ValueNetwork¶
Parameters¶
- class agilerl.networks.value_networks.ValueNetwork(*args: Any, **kwargs: Any)¶
Value functions are used in reinforcement learning to estimate the expected value of a state. For any given observation, we predict a single scalar value that represents the discounted return from that state. Used in e.g. PPO.
- Parameters:
observation_space (spaces.Space) – Observation space of the environment.
encoder_cls (str | type[EvolvableModule] | None) – Encoder class to use for the network. Defaults to None, whereby it is automatically built using an AgileRL module according the observation space.
encoder_config (NetConfigType) – Configuration of the encoder.
head_config (NetConfigType | None) – Configuration of the head.
min_latent_dim (int) – Minimum latent dimension.
max_latent_dim (int) – Maximum latent dimension.
latent_dim (int) – Latent dimension.
simba (bool) – Whether to use the SimBa architecture for training the network.

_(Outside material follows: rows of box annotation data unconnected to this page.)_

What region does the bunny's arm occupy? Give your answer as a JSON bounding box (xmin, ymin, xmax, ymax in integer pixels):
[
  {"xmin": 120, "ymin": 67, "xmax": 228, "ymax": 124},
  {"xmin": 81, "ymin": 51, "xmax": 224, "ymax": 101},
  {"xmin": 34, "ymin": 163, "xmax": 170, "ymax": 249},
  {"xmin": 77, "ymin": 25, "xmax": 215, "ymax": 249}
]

recurrent (bool) – Whether to use a recurrent network.
device (str) – Device to run the network on.
random_seed (int | None) – Random seed to use for the network. Defaults to None.
- build_network_head(net_config: dict[str, dict[str, Any] | Any]) None¶
Build the head of the network.
- Parameters:
net_config (NetConfigType) – Configuration of the head.
- forward(x: Tensor | TensorDict | tuple[Tensor, ...] | dict[str, Tensor], hidden_state: Tensor | TensorDict | tuple[Tensor, ...] | dict[str, Tensor] | None = None) Tensor | tuple[Tensor, Tensor]¶
Forward pass of the network.
- get_output_dense() Linear¶
Return the output dense layer of the network.
- Returns:
Output dense layer.
- Return type:
torch.nn.Linear